Securities and Exchange Commission (SEC) Chairman Jay Clayton and Commodity Futures Trading Commission (CFTC) Chairman J. Christopher Giancarlo asked lawmakers for “direct oversight” of internet-based cryptocurrency trading platforms only subject to state rules.
“A key issue before market regulators is whether our historical approach to the regulation of currency transactions is appropriate for the cryptocurrency markets,” Clayton and Giancarlo wrote in a Wall Street Journal op-ed published Wednesday.
“We would support policy efforts to revisit these frameworks and ensure they are effective and efficient for the digital era.”
The SEC and CFTC are the two main regulatory agencies charged with policing the expanding world of cryptocurrencies and the financial products they’ve created. While the agencies have power to police cryptocurrency trades and investments, state government have jurisdiction over most platforms used to purchase and hold the digital currencies.

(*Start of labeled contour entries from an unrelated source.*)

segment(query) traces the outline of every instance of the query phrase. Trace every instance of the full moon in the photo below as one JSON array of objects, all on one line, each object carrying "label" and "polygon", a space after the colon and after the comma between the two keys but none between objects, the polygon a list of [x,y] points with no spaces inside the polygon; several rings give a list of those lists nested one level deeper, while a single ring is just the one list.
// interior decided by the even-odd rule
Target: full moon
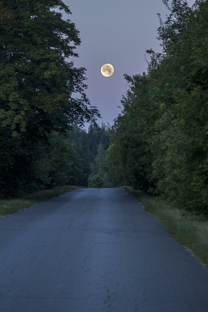
[{"label": "full moon", "polygon": [[114,66],[110,64],[104,64],[101,67],[101,73],[105,77],[109,77],[114,72]]}]

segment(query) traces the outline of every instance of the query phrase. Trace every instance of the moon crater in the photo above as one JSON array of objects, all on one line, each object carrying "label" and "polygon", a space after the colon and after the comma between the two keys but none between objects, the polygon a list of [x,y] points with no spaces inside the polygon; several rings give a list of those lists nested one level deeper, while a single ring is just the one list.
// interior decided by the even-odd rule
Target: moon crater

The SEC has focused on cryptocurrencies offered as securities, often through “initial coin offerings,” or ICOs. Companies have flocked to raise capital through ICOs, selling units of an in-house cryptocurrency akin to the way other corporations sell shares.
“Through statements, reports and enforcement actions the SEC has made it clear that federal securities laws apply regardless of whether the offered security—a purposefully broad and flexible term—is labeled a ‘coin’ or ‘utility token’ rather than a stock, bond or investment contract,” the chairmen wrote.
The SEC has insisted that such ICOs qualify as securities and have cracked down on unregistered, fraudulent and misleading offerings. The agency is also probing publicly traded companies that have pivoted to blockchain technology, the distributed ledger system that serves as the foundation of cryptocurrencies, as investors flock to find the next major crypto startup.
“Distributed ledger technology may in fact be the next great disruptive and productivity-enhancing economic development,” the chairmen wrote. “But we will not allow it or any other advancement to disrupt our commitment to fair and sound markets.”
The CFTC has focused on trades of individual cryptocurrencies, such as bitcoin and Ethereum, and the expanding web of derivatives and futures offered by exchanges. The agency has also brought charges against several individuals and firms that have fraudulently used or marketed cryptocurrencies to prey on the wide gulf between investor interest and education.
The chairmen wrote that as the Chicago Board of Exchange and CME Group added cryptocurrency futures, they boosted margin requirements and disclosure requirements at the CFTC’s request.
“As a result, the CFTC gained oversight over the U.S. bitcoin futures market and access to data that can facilitate the detection and pursuit of bad actors in underlying spot markets,” the chairmen wrote.